M&A are always risky endeavours, but risk taking is simply part of doing business. One way to reduce the risk of a transaction is to perform a due diligence analysis. In this respect, it is crucial to include taxation, because the consequences of historical non-compliance can be dire.

Almost always, uncertainties are identified relating to historical tax positions but, luckily, investors have multiple instruments at their disposal to mitigate these risks.

Warranties and indemnities

The risk of potential additional tax assessments can be identified during the due diligence phase before the transaction. When risks are identified, the parties can include warranties and/or indemnities in the purchase agreement.

A warranty is simply a guarantee by the seller about the state of the company. If certain features of the company do not conform to the purchase agreement, the seller is liable to pay damages to the investor, unless the investor was aware of the inaccuracy of the warranty at the time of closing.

In addition to warranties, indemnities are agreements between the seller and the investor that provide that in the event of an unforeseen loss originating from before the transaction, the buyer will reimburse the loss.

It is important to note that warranties and indemnities are Anglo-Saxon legal terms, while most transactions in the Netherlands take place according to Dutch (civil) law. Given that Dutch judges are not bound to these terms, the meaning of provisions in Dutch written periodic declaration companies is of great importance.

An alternative that is becoming increasingly popular in the M&A community is insuring deals. The insurance is a product similar to original warranties and indemnities, but provided by a third party. As such, it is called W&I insurance (warranty and indemnity insurance).

The insurance is usually subscribed by the investor, and the insurance premium is often deducted from the purchase price. This premium is generally based on a percentage of the maximum liability covered by the insurance policy.

The advantage of such insurance is that the seller can fully exclude liability, while receiving the full purchase price (minus the premium). The investor also has an advantage, because it does not have to rely on the solvency of the seller post acquisition.

Still, it is important to ensure that the risks involved are covered by the insurance policy. An advantage of W&I insurance is that risks that have not been identified during a due diligence process often fall within the insurance policy.

Usually, the premium and insurance policy are determined after negotiations between the parties involved. However, differences in interpretation or changes in jurisprudence are generally not covered by the insurance.

Resolving during negotiations

The risks of potential additional tax assessments being raised should be identified by advisers during a tax due diligence process. Parties could then consider trying to manage the risks through discussions before closing, in so far as the risk can be managed by mutual agreement.

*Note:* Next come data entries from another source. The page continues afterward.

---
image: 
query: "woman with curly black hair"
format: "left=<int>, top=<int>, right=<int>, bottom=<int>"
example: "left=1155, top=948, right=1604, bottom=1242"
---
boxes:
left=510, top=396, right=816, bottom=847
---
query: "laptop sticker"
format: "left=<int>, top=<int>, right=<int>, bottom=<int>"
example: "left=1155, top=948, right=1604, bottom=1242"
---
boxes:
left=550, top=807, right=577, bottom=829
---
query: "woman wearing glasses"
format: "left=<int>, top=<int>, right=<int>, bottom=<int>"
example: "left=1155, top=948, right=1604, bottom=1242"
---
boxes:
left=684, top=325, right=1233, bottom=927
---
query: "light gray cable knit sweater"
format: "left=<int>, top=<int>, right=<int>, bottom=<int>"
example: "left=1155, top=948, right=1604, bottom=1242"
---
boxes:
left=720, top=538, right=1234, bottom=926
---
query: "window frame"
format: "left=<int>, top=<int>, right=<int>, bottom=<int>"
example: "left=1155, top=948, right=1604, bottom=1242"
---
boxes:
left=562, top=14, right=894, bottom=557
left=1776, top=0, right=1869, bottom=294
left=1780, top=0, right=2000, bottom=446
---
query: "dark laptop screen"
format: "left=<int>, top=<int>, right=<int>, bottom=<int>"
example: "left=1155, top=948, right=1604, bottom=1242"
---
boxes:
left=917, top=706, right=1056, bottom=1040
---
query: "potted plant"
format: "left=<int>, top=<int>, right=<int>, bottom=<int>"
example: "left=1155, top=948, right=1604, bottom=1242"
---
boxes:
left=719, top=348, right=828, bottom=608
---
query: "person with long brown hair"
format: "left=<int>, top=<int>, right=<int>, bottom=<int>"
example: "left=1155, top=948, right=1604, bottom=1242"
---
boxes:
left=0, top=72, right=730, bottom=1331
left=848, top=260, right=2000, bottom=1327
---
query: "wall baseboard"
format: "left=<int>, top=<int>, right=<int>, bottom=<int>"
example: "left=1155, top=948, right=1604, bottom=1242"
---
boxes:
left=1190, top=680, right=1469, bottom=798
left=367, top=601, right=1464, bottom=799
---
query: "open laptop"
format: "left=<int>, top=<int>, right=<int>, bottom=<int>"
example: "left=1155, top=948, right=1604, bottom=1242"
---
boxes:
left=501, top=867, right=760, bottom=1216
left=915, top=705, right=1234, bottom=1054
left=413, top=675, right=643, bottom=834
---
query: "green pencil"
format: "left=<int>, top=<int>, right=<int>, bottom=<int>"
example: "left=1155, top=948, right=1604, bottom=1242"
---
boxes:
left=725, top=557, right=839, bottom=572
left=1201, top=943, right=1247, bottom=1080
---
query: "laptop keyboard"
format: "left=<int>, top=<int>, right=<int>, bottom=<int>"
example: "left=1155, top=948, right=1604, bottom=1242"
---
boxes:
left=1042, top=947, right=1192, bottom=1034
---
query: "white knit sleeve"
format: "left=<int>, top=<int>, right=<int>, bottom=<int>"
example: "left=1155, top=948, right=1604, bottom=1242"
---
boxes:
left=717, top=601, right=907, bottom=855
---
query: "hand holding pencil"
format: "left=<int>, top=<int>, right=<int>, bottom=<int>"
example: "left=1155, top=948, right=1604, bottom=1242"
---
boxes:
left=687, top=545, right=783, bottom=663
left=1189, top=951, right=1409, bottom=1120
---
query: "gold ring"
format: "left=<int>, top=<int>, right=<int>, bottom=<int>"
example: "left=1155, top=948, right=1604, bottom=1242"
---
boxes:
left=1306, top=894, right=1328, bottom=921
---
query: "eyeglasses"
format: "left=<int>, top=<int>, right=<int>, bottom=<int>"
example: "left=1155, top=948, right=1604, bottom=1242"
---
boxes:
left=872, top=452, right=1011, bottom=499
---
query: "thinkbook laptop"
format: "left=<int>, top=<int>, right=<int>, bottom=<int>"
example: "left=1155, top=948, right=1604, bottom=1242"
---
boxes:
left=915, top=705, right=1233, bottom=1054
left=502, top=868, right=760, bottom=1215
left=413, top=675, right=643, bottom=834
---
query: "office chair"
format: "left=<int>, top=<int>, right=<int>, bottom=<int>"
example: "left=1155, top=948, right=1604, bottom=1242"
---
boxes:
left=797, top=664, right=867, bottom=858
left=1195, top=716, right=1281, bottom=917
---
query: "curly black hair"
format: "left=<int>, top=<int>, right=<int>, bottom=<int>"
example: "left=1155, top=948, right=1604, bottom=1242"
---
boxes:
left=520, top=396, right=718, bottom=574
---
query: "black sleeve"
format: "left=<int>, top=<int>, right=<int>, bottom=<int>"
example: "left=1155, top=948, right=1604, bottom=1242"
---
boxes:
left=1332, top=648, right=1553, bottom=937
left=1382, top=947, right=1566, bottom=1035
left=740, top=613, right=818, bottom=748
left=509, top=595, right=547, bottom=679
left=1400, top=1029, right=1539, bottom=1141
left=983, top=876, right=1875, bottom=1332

This could take the form of the execution of certain (acquisition) restructuring steps or including the risk in the pricing negotiations. This requires a problem-solving focus and collaboration by both parties and their advisers, but may, most of the time, be the most efficient way of managing potential risks. Here, the real deal-makers make all the difference.

Even though it is impossible to exclude all risk, there are several ways investors mitigate risks in business transactions. After reading the above, you should have a good impression of the ways in which tax risks are mitigated.

It is crucial to have these in your toolbox when carrying out mergers or acquisitions. After all, losses hurt you more than missed opportunities. That is why the saying goes: better safe than sorry.